AFCC and NCJFCJ support transparent, informed, and deliberate dialogue and response to parent-child contact problems following separation and divorce, or when the parents have never resided together, by adhering to the following considerations:
1. Adopt a child-centered approach
Children’s behavior should be considered in the context of what is normal for a child’s age, developmental stage, and the family socio-cultural-religious norms. This behavior may also be an expectable, adaptive reaction to stress, change, or an adverse childhood experience. The
paramount focus of practitioners working with parent-child contact problems should be to promote the safety, interests, rights, and wellbeing of children and their parents/caregivers at all socioeconomic levels. Children should have the opportunity to express their views in family
justice matters that concern them. The stated views of children are not necessarily determinative of their best interests. There are multiple factors that may contribute to children expressing views that do not reflect their best interests. Family justice practitioners should understand the basis for
the child’s expressed wishes and acknowledge their rights.
2. Increase competence in working with parent-child-contact problems
Specialized knowledge and skill are necessary to work effectively with families with parent-child contact problems. Family law practitioners should receive regular and ongoing training on the various factors related to parent-child contact problems including, but not limited to intimate
partner violence, substance misuse, high conflict, denigration, parental alienating behaviors, and healthy parenting.

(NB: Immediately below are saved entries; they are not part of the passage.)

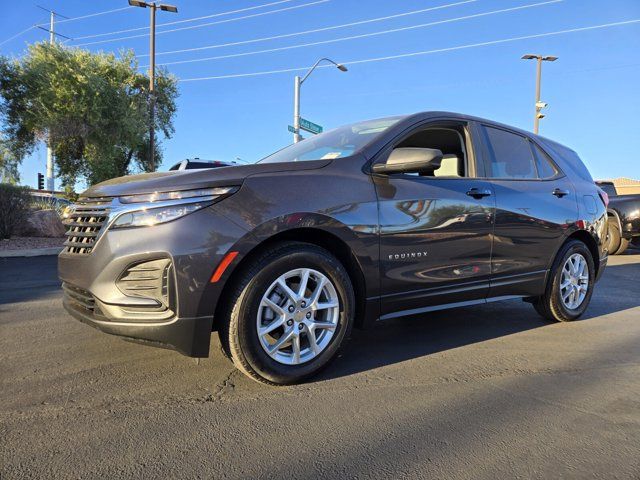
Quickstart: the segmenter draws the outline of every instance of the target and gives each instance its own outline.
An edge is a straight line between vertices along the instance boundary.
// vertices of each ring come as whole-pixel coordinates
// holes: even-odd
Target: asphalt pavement
[[[65,314],[55,257],[0,259],[0,478],[640,478],[640,254],[585,316],[521,301],[356,331],[259,385]]]

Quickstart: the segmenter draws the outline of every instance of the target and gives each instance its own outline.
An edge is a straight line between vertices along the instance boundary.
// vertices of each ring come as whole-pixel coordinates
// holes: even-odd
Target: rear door
[[[578,216],[573,184],[535,142],[480,125],[496,219],[489,296],[542,293],[546,270]]]
[[[476,176],[470,125],[418,127],[396,147],[442,150],[432,176],[374,174],[380,222],[382,317],[484,299],[495,210],[491,183]]]

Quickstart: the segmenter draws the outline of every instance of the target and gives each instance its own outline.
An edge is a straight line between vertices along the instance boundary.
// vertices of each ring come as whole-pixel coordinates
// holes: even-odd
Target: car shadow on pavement
[[[638,260],[607,267],[591,304],[579,321],[640,306],[637,290],[640,258]],[[348,348],[317,380],[373,370],[551,324],[520,300],[387,320],[370,330],[354,330]]]
[[[354,330],[348,348],[318,380],[373,370],[545,325],[531,306],[520,301],[387,320],[370,330]]]

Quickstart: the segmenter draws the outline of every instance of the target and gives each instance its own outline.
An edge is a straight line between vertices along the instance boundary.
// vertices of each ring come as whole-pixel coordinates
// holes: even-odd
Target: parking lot
[[[356,331],[270,388],[62,309],[56,258],[0,259],[0,477],[638,478],[640,254],[579,321],[520,301]]]

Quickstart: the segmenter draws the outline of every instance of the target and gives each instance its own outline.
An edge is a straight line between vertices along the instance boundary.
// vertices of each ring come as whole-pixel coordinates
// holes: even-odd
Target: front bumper
[[[125,340],[170,348],[190,357],[209,355],[211,317],[174,317],[167,322],[135,324],[111,321],[103,315],[83,308],[67,294],[62,304],[76,320]]]
[[[206,357],[223,284],[209,280],[245,234],[217,212],[215,204],[166,224],[109,229],[91,253],[59,255],[64,308],[103,332]],[[163,296],[123,286],[122,279],[132,268],[149,262],[168,266],[159,290]]]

3. Screen for safety, conflict, and parent-child contact problems
In addition to initial and ongoing screening for safety, intimate partner violence and power imbalances within families in all family law cases, parent-child contact issues, once identified, should be uniquely screened for safety and family risk factors, including the severity, frequency, and impact. Practitioners should, in all cases, employ a structured and evidence-informed screening for family risk factors.
4. Fully consider all factors that may contribute to parent-child contact problems
There should be no immediate label used for parent-child contact problems as there are multiple factors and dynamics that may account for these issues. These include interparental conflict before and after the separation, sibling relationships, the adversarial process/litigation, third parties such as aligned professionals and extended family, a lack of functional co-parenting, poor or conflictual parental communication, child maltreatment, a response to a parent’s abusive behaviors, the direct or indirect exposure to intimate partner violence, parental alienating behaviors, an alignment with a parent in response to high conflict co-parenting, or a combination of these factors. Therefore, practitioners should maintain a broad lens and sufficiently consider the relative contribution of each potential factor before conclusions are made about cause.
5. Conduct individual case analysis
Social science research findings can provide the field with valuable information about the group studied but cannot be used to determine the characteristics or experiences of individual parties or children; therefore, each family/case/situation must be specifically examined and informed by
the best available evidence. Each case must be examined uniquely to understand the etiology and current dynamics of the problem for the family justice system to intervene in an effective child-focused manner.
6. Refer to appropriate and proportional services and interventions
Practitioners should exercise care in recommending, referring, or ordering family members to services and interventions. These services and interventions should be accessible, accountable, proportional to the nature and severity of factor(s) contributing to the parent-child contact problem(s), particularly when there is a court order requiring such services and interventions. Such services and interventions should be informed by a child-centered approach.